In einer fernen Galaxie, rund 12,4 Milliarden Lichtjahre von der Erde entfernt, verschlingt ein gefräßiges Schwarzes Loch ein galaktisches Mahl. Sein Fressrausch produziert so viel Energie, dass es das Gas in seiner gesamten Galaxie aufwühlt. „Es ist wie ein Topf mit kochendem Wasser, der von einem Kernreaktor in der Mitte aufgeheizt wird“, sagte Tanio Diaz-Santos von der Universidad Diego Portales in Santiago (Chile), der Hauptautor einer neuen Studie über diese Galaxie.
Diese Galaxie namens W2246-0526 ist einer 2015 veröffentlichten Forschungsarbeit zufolge die hellste bekannte Galaxie, basierend auf Daten des Wide-field Infrared Survey Explorer (WISE). Das bedeutet, sie hat den höchsten Energieausstoß aller bekannten Galaxien im Universum und würde am hellsten leuchten, wenn alle Galaxien gleich weit von uns entfernt wären.
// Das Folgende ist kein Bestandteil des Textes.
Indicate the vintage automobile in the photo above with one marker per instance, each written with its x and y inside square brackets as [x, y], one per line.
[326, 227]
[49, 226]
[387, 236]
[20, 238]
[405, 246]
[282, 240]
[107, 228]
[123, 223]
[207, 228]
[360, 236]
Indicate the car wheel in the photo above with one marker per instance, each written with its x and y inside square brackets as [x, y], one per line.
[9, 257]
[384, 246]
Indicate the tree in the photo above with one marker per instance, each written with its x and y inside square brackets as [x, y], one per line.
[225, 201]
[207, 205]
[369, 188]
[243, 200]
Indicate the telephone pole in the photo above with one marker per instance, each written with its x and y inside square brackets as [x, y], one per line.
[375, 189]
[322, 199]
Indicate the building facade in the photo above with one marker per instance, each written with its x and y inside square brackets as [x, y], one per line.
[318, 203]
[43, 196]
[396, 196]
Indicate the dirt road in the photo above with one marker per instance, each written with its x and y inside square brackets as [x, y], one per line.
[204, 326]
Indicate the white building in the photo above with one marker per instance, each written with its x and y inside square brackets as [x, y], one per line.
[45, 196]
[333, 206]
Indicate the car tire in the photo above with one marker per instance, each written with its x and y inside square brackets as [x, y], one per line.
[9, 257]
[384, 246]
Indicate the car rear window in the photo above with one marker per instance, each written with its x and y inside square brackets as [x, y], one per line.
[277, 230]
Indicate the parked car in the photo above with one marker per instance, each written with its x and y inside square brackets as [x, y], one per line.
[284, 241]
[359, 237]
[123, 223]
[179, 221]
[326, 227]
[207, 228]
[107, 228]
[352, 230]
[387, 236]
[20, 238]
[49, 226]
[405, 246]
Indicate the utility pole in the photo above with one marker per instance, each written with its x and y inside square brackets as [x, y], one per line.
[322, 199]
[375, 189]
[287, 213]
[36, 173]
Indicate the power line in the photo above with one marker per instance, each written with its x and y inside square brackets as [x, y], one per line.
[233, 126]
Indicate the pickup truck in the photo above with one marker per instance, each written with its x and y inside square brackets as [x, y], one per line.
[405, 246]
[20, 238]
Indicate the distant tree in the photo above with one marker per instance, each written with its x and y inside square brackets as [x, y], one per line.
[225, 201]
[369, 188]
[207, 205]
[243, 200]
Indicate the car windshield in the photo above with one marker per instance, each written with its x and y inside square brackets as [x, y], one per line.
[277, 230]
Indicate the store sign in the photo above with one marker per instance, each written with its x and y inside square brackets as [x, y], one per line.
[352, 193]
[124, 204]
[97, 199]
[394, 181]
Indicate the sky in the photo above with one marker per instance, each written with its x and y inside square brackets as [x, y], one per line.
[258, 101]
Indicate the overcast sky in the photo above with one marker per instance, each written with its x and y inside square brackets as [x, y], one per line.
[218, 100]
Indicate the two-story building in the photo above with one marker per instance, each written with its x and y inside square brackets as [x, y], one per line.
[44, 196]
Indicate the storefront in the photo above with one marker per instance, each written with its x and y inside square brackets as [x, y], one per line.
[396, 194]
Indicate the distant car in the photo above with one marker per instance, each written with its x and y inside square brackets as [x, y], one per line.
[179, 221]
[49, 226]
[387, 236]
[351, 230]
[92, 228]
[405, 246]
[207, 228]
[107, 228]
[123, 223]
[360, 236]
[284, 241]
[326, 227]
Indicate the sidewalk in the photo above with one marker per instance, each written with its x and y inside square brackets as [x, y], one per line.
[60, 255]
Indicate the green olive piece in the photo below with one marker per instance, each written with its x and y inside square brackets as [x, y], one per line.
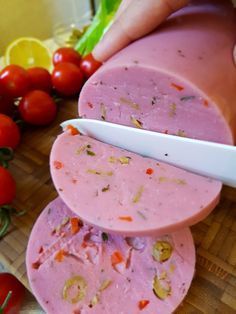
[77, 282]
[160, 291]
[161, 251]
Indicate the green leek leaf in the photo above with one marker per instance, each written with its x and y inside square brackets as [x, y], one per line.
[101, 22]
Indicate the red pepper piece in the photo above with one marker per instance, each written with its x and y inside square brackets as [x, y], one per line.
[178, 87]
[57, 164]
[72, 130]
[149, 171]
[143, 303]
[126, 218]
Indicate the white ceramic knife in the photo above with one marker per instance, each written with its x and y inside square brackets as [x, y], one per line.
[210, 159]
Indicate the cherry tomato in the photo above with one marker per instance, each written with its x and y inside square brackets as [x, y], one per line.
[40, 79]
[9, 132]
[66, 54]
[67, 78]
[37, 108]
[15, 81]
[7, 105]
[89, 65]
[10, 283]
[7, 187]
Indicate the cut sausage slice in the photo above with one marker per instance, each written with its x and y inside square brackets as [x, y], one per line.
[122, 192]
[179, 80]
[75, 268]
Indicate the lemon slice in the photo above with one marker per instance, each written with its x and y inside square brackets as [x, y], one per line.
[28, 52]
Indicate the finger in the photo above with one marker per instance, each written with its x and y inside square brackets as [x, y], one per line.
[139, 18]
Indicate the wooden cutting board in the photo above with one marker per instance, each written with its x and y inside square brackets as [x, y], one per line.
[214, 287]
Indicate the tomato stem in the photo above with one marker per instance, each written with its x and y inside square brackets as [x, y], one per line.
[4, 305]
[5, 221]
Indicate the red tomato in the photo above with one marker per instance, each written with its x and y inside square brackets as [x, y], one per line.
[89, 65]
[66, 54]
[67, 78]
[7, 105]
[9, 132]
[10, 283]
[38, 108]
[15, 81]
[7, 187]
[40, 79]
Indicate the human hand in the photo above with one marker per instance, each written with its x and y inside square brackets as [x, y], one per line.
[134, 19]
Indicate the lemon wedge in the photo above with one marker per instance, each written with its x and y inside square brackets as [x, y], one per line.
[28, 52]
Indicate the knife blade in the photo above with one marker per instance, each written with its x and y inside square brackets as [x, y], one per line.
[214, 160]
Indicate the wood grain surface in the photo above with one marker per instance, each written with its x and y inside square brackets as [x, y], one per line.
[214, 287]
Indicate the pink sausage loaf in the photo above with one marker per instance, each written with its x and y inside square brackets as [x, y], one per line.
[125, 193]
[179, 80]
[84, 271]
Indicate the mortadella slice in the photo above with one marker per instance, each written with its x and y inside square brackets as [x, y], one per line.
[123, 192]
[77, 269]
[179, 80]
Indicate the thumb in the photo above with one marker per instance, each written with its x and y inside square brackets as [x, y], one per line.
[138, 19]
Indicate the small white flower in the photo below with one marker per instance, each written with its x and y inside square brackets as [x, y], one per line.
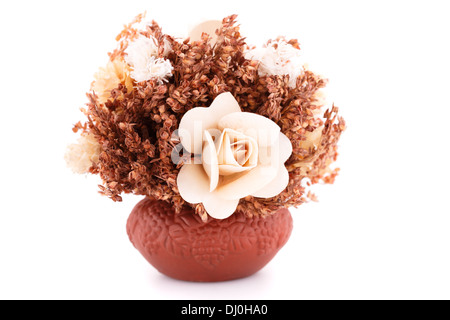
[142, 56]
[278, 58]
[82, 155]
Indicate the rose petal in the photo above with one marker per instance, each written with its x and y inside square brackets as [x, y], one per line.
[193, 183]
[209, 160]
[228, 157]
[284, 148]
[262, 129]
[197, 120]
[276, 186]
[208, 27]
[241, 185]
[218, 207]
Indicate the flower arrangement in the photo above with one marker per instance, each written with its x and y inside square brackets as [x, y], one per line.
[208, 123]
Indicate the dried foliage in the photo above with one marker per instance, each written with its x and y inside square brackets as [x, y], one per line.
[135, 128]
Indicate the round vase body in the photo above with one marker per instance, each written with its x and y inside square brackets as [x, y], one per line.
[184, 247]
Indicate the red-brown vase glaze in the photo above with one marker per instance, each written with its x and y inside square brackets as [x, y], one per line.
[184, 247]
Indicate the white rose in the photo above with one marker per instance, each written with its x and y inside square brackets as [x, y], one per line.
[242, 154]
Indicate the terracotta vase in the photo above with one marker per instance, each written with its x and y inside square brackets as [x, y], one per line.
[184, 247]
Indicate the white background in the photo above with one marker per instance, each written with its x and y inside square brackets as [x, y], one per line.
[380, 232]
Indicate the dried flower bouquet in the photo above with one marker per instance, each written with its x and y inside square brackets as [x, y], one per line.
[209, 123]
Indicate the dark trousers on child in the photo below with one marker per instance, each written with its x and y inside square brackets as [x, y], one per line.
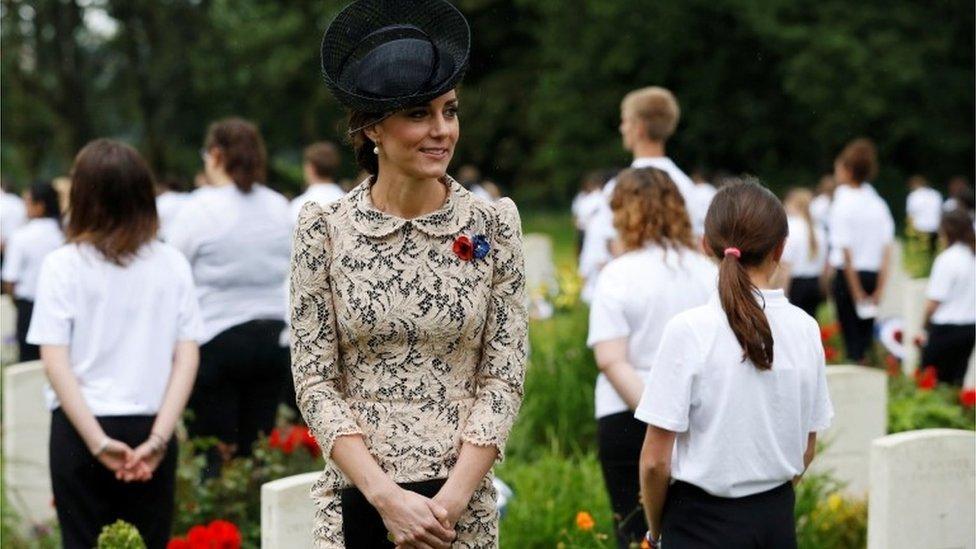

Die neue Studie wurde in den Astrophysical Journal Letters veröffentlicht und enthüllt, dass diese Galaxie außerdem sehr turbulentes Gas abstößt. Das ist ein Phänomen, das bei einem Objekt dieser Art nie zuvor beobachtet wurde.
„Diese Galaxie reißt sich selbst auseinander“, sagte Roberto Assef, ein Astronom an der Universidad Diego Portales und Leiter des Beobachtungsteams am Atacama Large Millimeter/submillimeter Array (ALMA) in Chile. „Der Impuls und die Energie der auf das Gas treffenden Lichtteilchen sind so groß, dass sie das Gas in alle Richtungen wegdrücken.“ Mit ALMA fanden Astronomen in der gesamten Galaxie große Mengen ionisierten Kohlenstoffs in einem sehr turbulenten Zustand. Die Galaxie entstand etwas mehr als eine Milliarde Jahre nach dem Urknall.
Das wachsende supermassive Schwarze Loch im Zentrum der Galaxie ist die wahrscheinliche Ursache der Turbulenzen. Wenn die Gravitation des Schwarzen Lochs umgebendes Gas und andere Materie anzieht, bildet die Materie eine Struktur um das Schwarze Loch, die als Akkretionsscheibe bezeichnet wird. Die Reibung innerhalb dieser Scheibe erzeugt die intensive Helligkeit und lässt die Galaxie heller als 300 Billionen Sonnen leuchten.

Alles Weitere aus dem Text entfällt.